On March 28, 2017, the First Department issued a decision in Romanoff v. Romanoff, 2017 NY Slip Op. 02385, holding that claims were barred by the in pari delicto doctrine, explaining:
The court properly applied the doctrine of in pari delicto to dismiss the fourth cause of action for rescission and second cause of action for aiding and abetting, and to deny leave to amend the second cause of action. The doctrine of in pari delicto mandates that the courts will not intercede to resolve a dispute between two wrongdoers. Under the doctrine, which operates under agency principles, the acts of a corporation’s authorized agents, such as its officers, are imputed to the corporation even if the particular acts were unauthorized. The doctrine requires immoral or unconscionable conduct that makes the wrongdoing of the party against which it is asserted at least equal to that of the party asserting it.
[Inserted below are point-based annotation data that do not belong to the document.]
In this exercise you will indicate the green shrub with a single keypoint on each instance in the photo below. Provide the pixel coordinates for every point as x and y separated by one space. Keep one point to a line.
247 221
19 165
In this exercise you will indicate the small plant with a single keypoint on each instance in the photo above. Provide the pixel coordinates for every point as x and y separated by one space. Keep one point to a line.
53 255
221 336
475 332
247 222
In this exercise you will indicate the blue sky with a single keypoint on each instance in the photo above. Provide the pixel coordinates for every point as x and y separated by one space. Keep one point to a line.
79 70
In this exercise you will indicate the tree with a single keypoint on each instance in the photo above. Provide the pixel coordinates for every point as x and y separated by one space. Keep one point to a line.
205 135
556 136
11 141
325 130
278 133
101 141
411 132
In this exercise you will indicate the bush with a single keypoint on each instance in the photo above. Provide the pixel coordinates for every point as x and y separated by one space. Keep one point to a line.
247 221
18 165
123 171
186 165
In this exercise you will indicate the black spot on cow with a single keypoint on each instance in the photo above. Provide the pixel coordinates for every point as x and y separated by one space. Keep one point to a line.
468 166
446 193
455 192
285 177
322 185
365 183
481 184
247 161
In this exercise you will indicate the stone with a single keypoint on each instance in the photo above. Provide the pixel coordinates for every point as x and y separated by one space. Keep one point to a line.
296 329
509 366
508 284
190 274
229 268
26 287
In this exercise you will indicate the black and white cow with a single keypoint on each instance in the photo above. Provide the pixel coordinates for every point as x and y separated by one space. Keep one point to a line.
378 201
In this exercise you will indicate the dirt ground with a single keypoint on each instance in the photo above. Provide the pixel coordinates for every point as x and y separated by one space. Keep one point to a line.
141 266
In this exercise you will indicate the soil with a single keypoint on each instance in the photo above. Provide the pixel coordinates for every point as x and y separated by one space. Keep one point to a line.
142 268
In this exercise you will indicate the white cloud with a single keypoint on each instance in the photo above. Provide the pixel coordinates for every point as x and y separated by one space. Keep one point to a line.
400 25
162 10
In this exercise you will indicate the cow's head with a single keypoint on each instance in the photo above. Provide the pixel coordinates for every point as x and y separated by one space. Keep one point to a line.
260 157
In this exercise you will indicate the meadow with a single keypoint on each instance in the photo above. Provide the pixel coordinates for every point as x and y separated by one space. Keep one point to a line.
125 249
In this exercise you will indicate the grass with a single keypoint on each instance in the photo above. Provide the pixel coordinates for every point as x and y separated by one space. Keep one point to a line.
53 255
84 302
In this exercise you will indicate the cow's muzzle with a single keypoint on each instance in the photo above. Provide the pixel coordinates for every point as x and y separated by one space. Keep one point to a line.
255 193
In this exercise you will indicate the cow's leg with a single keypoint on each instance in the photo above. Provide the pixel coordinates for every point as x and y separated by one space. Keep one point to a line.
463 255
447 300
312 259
Absent the application of an exception to the in pari delicto rule, Gerald’s conduct, as an officer and director of GHC and New Roads, is imputed to the corporations. While the other defendants are alleged to have aided and abetted Gerald’s conduct, those defendants’ culpability is at most equal to that of Gerald. The adverse interest” exception does not apply as Gerald, by the complained of conduct, did not totally abandon his principal’s interests” or act entirely for his own or another’s purposes. Plaintiff’s contention that GHC received absolutely no benefit from this arrangement is belied by the settlement agreement at issue, which resolved a foreclosure action, releasing $9 million in debt that was incurred by GHC, resolved a judgment of over $16 million entered against GHC as guarantor, and provided GHC with a $245,000 payment.
(Internal quotations and citations omitted).